Dynamic Kernel-Based Adaptive Spatial Aggregation for Learned Image Compression

Huairui Wang,Nianxiang Fu,Zhenzhong Chen,Shan Liu
2023-08-17
Abstract:Learned image compression methods have shown superior rate-distortion performance and remarkable potential compared to traditional compression methods. Most existing learned approaches use stacked convolution or window-based self-attention for transform coding, which aggregate spatial information in a fixed range. In this paper, we focus on extending spatial aggregation capability and propose a dynamic kernel-based transform coding. The proposed adaptive aggregation generates kernel offsets to capture valid information in the content-conditioned range to help transform. With the adaptive aggregation strategy and the sharing weights mechanism, our method can achieve promising transform capability with acceptable model complexity. Besides, according to the recent progress of entropy model, we define a generalized coarse-to-fine entropy model, considering the coarse global context, the channel-wise, and the spatial context. Based on it, we introduce dynamic kernel in hyper-prior to generate more expressive global context. Furthermore, we propose an asymmetric spatial-channel entropy model according to the investigation of the spatial characteristics of the grouped latents. The asymmetric entropy model aims to reduce statistical redundancy while maintaining coding efficiency. Experimental results demonstrate that our method achieves superior rate-distortion performance on three benchmarks compared to the state-of-the-art learning-based methods.
Image and Video Processing,Computer Vision and Pattern Recognition,Multimedia
What problem does this paper attempt to address?
The paper aims to address the rate-distortion performance issue in image compression, particularly by improving spatial aggregation capability and entropy models to surpass traditional image compression methods. Specifically: - **Research Background**: Traditional image compression methods (such as JPEG, BPG, and VVC) are effective but limited by fixed frameworks and lack of flexibility, making it difficult to adapt to different image content. In recent years, deep learning-based image compression methods (Learned Image Compression, LIC) have shown superior performance due to their end-to-end optimization approach. - **Main Issues**: Existing LIC methods based on CNN or window self-attention mechanisms have a fixed spatial information aggregation range during transform coding, and CNN weights are fixed and unchangeable, making it impossible to dynamically adjust according to content.
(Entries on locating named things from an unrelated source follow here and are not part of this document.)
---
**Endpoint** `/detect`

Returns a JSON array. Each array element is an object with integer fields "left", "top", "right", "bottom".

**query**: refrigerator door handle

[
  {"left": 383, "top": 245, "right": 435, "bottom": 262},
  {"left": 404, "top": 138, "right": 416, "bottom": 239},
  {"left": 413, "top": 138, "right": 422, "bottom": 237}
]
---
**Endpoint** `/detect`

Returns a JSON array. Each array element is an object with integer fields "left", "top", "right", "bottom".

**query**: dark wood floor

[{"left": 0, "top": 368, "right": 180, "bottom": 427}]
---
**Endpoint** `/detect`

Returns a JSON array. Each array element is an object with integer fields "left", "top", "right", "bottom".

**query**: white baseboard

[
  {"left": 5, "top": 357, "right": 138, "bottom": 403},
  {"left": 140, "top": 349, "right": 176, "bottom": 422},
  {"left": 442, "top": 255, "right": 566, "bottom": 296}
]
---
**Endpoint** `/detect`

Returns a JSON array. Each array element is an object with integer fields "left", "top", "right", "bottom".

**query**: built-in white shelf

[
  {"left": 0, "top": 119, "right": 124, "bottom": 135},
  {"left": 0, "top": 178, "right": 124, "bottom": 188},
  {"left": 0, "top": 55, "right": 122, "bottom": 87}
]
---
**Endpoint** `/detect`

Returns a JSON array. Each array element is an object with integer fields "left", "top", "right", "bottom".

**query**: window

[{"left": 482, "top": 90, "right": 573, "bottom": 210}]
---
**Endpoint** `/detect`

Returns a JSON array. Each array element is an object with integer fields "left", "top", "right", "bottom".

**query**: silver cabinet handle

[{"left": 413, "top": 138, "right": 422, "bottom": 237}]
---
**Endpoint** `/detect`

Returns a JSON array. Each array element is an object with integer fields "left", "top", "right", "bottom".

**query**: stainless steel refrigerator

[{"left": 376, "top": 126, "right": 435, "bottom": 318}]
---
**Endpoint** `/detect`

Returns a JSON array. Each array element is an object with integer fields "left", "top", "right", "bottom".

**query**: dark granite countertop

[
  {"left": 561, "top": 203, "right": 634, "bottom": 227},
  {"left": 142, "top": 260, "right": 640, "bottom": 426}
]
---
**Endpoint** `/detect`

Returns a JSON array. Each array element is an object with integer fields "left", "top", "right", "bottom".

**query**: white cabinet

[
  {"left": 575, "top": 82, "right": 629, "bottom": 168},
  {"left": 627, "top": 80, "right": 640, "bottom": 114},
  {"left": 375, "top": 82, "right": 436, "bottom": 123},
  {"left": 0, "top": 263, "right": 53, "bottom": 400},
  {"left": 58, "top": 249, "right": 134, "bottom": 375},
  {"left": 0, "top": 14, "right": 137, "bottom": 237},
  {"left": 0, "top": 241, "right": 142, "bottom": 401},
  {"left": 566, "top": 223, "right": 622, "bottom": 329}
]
Additionally, while entropy models can capture contextual information, they have limitations in parallel computing. - **Solution**: This paper proposes an adaptive spatial aggregation method based on dynamic kernels, achieving more flexible spatial information aggregation by generating content-related offsets and shared weights. Furthermore, a general coarse-to-fine entropy model is defined, and dynamic kernels are introduced to enhance global context expression capability. An asymmetric spatial-channel entropy model is also proposed to reduce statistical redundancy. - **Experimental Results**: Experiments show that this method outperforms current state-of-the-art learning-based methods in rate-distortion performance on three benchmark datasets while maintaining reasonable model complexity. In summary, by introducing dynamic kernels and improved entropy models, this paper aims to enhance the flexibility and efficiency of deep learning-based image compression techniques, thereby improving compression performance while keeping computational complexity manageable.